How to Handle the Bible

I found this passage from the devotional The Strength of a Man by David Roper. It is titled "Bible", and can be found on pages 70-71.

Present yourself to God as one approved, a workman who does not need to be ashamed and who correctly handles the word of truth. (2 Timothy 2:15)

Most of us are biblically educated beyond our character, perhaps because we confuse the means with the end. We falsely assume that the purpose of Bible study is mere learning, a fallacy particularly characteristic of those of us who take the Bible straight.

But mere orthodoxy is never enough. Even the demons are orthodox (James 2:19). They study the Bible too. They make their own prophetic charts and draw their own theological lines, but the Book doesn't alter their behavior. They're devilish to the end.

In Paul's second letter to Timothy, he encouraged his young friend to be an approved workman "who does not need to be ashamed and who correctly handles the word of truth" (2 Timothy 2:15).

The word here translated "who correctly handles" means "one who goes for a goal." Classical Greek writers used the word of road builders who cut their way straight through a forest to a predetermined location. The Septuagint (the first Greek translation of the Old Testament) used the word in the last phrase of Proverbs 3:6. "In all your ways acknowledge him and he will make your paths straight (direct you to the goal)."

Paul contrasted good Bible study with the flawed methods of those who were "quarreling about words," which he said, "is of no value, and only ruins those who listen" (2:14). Further, "godless chatter" ---mere discussion of the Bible without the goal of godliness---will make one become "more and more ungodly" (2:16). Ironically, God's Word, when misused, can make us less and less like God!

Paul therefore warns Timothy to "flee the evil desires of youth" (2:22), a command that in context has little or nothing to do with youthful sexual desires. Paul rather had in mind the wrong-headed passion of the young and the immature to argue about meaning---"word-fight" is the term he coins.

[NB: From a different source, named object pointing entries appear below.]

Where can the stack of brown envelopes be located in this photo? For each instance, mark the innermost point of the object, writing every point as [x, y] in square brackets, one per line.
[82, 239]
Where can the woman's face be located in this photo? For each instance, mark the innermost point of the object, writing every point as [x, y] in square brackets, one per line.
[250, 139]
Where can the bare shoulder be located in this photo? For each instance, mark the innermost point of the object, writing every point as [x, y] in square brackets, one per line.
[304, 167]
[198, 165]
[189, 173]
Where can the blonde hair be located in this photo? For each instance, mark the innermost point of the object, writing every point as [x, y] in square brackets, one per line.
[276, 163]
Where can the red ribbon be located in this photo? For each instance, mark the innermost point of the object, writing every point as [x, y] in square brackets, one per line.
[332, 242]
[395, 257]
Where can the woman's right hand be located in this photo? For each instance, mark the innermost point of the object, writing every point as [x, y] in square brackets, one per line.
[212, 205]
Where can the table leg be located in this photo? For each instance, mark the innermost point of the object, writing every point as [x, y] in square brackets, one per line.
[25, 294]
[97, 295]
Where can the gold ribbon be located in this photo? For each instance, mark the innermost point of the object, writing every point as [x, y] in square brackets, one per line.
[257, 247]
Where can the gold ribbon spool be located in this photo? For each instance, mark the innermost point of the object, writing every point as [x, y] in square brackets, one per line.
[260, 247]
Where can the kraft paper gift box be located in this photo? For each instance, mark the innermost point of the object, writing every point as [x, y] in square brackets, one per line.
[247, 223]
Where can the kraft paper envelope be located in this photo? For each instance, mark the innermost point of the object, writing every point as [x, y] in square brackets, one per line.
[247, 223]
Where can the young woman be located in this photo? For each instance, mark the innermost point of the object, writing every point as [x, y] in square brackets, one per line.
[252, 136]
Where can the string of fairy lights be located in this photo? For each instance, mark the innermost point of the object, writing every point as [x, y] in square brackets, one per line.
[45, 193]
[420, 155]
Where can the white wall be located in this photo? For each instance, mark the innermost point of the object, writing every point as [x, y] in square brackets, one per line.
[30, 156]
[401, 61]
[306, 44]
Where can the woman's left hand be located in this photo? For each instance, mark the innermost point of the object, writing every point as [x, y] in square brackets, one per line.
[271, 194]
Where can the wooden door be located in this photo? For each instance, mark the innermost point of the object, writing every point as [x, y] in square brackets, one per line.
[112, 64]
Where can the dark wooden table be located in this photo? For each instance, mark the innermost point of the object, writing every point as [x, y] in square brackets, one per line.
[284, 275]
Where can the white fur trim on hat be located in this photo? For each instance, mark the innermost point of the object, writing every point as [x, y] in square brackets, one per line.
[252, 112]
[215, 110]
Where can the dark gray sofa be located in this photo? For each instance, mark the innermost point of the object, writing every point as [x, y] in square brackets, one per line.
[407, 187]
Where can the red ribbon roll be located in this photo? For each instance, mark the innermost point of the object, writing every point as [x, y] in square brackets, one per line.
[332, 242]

Those who mishandle God's word in this way are workmen who ought to be ashamed.

Instead of arguing about meaning, Timothy was to "pursue righteousness, faith, love and peace, along with those who call on the Lord out of a pure heart" (2:22). In other words, he was to seek God and his goodness through the Book. To do so is to handle the Word correctly---to go straight to the goal.

The purpose of Bible study is clear. It ought to produce worship and make us more and more like our Lord. To the extent that we read the Scriptures for that reason our Bible reading is valid; to the extent that we do not, it's nonproductive. Worse, it's counterproductive, making us less and less like our Lord. Thus the hymnist prayed:

Beyond the sacred page, I seek Thee, Lord,
My spirit pants for Thee, O living Word.

It's humbling to think about the many times that I have jumped into counterproductive arguments about the Bible. While it is necessary to defend the faith at times, I do not want to walk around with a chip on my shoulder, eager for a "word-fight." It's such an unhealthy and unattractive way to live! Jesus deserves better from me, and I am determined to do better in this area.